WATCH ABOVE: A man fined for bringing more than his allowed limit of alcohol across the border from Quebec to New Brunswick is fighting the charges on constitutional grounds. Global’s Brion Robinson reports.
CAMPBELLTON, N.B. – A New Brunswick man is preparing to launch a constitutional challenge over the right to buy his beer in Quebec, a case the defence says could have wider implications for interprovincial trade.
Gerard Comeau, 62, will appear in court Tuesday for the start of a four-day hearing in Cambellton, N.B., after being charged with illegally importing alcohol into his home province.
The Tracadie resident was charged following an RCMP sting operation in October 2012.
Comeau was stopped by police with 12 cases of beer and three bottles of liquor, which he bought in Point-a-la-Croix, Que., across the river from Campbellton.
Comeau said he’s confident he has a strong case heading into court.
“I think so,” he said in a telephone interview. “According to the Canadian Constitution you can go do your shopping anywhere you want in the country.”
Constitutional lawyer Arnold Schwisberg will be part of a team arguing against Section 134 of the New Brunswick Liquor Control Act, which limits individuals to 12 bottles of beer purchased outside the province.
Schwisberg contends the provincial law is unconstitutional.
“Section 121 of our Constitution Act … specifies goods, produce and manufacture should be admitted free into all the other provinces,” said Schwisberg.
He said in Comeau’s case the liquor wasn’t admitted to the province, nor was it admitted free because it was confiscated by police and his client was fined.
“That’s what makes this particular case such a cause celebre and such a wonderful test case for the purposes of making this (constitutional) argument.”
Comeau is also supported by the Canadian Constitution Foundation, which believes the case will eventually result in a challenge before the Supreme Court of Canada.
Karen Selick, the foundation’s litigation director who will be in Campbellton as an observer, said a favourable ruling in Comeau’s case would have implications beyond the trade of alcohol.
“There are lots of other ways the provinces have over the years set up trade barriers that prevent goods from flowing from one province to another and we’d like to see those fall as well.”
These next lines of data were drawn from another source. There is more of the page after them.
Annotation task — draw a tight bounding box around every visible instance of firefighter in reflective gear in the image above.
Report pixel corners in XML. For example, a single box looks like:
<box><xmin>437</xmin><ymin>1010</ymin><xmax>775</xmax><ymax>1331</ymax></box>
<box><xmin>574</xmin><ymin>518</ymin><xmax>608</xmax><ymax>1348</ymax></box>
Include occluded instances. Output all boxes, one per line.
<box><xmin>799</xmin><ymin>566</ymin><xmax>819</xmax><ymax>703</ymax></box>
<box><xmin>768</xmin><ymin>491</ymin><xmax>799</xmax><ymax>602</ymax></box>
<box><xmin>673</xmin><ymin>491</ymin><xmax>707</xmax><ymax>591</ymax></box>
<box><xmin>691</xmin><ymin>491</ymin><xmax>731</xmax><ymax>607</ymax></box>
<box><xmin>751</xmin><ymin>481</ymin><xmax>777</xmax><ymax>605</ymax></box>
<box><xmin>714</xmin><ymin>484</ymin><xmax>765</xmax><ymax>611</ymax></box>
Selick said regardless of how the New Brunswick court rules, there will likely be an appeal process launched that could end up before the nation’s highest court.
“I can’t imagine any kind of compromise decision that would satisfy both parties,” she said.
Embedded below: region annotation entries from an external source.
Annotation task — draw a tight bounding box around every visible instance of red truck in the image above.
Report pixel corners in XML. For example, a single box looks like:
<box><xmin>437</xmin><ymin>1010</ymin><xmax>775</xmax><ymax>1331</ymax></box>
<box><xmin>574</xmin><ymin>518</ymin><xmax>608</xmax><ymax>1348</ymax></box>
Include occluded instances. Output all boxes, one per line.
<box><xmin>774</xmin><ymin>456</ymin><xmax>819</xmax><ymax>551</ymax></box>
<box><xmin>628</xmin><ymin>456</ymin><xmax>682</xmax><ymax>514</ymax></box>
Should the case make it to Canada’s top court, Selick said it would have to deal with a 1921 decision that essentially upholds laws such as the one in New Brunswick.
Comeau said his two-hour trip to buy Quebec beer was no different from than those trips made daily by people who live just across the border. He went two or three times a year to buy alcohol that is up to 50 per cent cheaper than in New Brunswick.
“I don’t see any reason for buying surtax beer here just to give the government revenue,” said Comeau. “If the province wants people to buy beer here then they can put the price down.”